Once the Docker droplet has been created, Terraform also creates a new subdomain for the web application on Cloudflare and adds to it the IP address of the droplet. Terraform needs the file (Listing 5) for this, which loads the Cloudflare provider. You can then use the cloudflare_record resource (line 6), which then implements the changes for Cloudflare on the DNS server. Here again, Terraform wants to access a variable that does not exist until after the software has generated the droplet at DigitalOcean.

Listing 5

01 provider "cloudflare" {
02   email = "${var.cloudflare_email}"
03   token = "${var.cloudflare_token}"
04 }
06 resource "cloudflare_record" "mywebapp" {
07   domain = "${var.cloudflare_domain}"
08   name   = "terraform"
12   proxied = true
11   ttl    = 120
10   type   = "A"
09   value  = "${digitalocean_droplet.mywebapp.ipv4_address}"
13   provisioner "local-exec" {
14     command = "firefox ${cloudflare_record.mywebapp.hostname}"
15   }
16 }
18 output "Website:" {
19   value = "${cloudflare_record.mywebapp.hostname}"
20 }

To create a DNS entry, Terraform needs the public IP address that is in the digitalocean_droplet.mywebapp.ipv4_address attribute of the droplet. Once the cloudflare_record is created, the local-exec provisioner launches Firefox and loads a page with the configured URL.

Thanks to this configuration, Terraform should display the IP addresses and domain names of the websites from which the users access the container. The name is provided by the value in cloudflare_record.mywebapp.hostname.

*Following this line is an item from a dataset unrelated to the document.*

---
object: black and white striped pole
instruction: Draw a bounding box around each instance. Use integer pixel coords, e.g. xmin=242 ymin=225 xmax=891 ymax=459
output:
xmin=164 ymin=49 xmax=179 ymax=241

Make sure Terraform finds all the dependencies for the new cloudflare provider (Listing 5, line 1) by running terraform init. To continue with the deployment,

terraform plan -out cloudflare-plan

creates a new plan describing what Terraform would do (Figure 3). As it turns out, it would only provide the Cloudflare resource here. The call does not change the other resources because they have already been provisioned.

Figure 3: Terraform carries out the cloudflare-plan for testing and outputs feedback.

The command in Figure 4,

terraform apply cloudflare-plan
Figure 4: In addition to the IP address, the domain name of the newly offered website appears.

adapts or extends the infrastructure by adding the Cloudflare component. Users can subsequently reach the website at the configured address, which is also in the command output. A quick check in the browser of the URL specified in terraform.tfvars is sufficient to test whether the website exists.

Reset Application

To avoid the need to delete every single component manually, you can remove the provisioned infrastructure with:

terraform destroy

However, nothing happens without explicit confirmation by typing yes in the dialog, which is a good thing, because you will not want the infrastructure to disappear as the result of an accidental destroy command without due consideration.


The example shows how Terraform succeeds in providing infrastructure and expanding it dynamically. The plan subcommand displays planned changes beforehand, allowing for a review. If you delete a DNS entry (e.g., Cloudflare's), Terraform identifies this change and corrects it with apply. This confirmation does not affect other resources. Because many providers already exist, it is quite easy to enter the world of Infrastructure as Code, thanks to Terraform.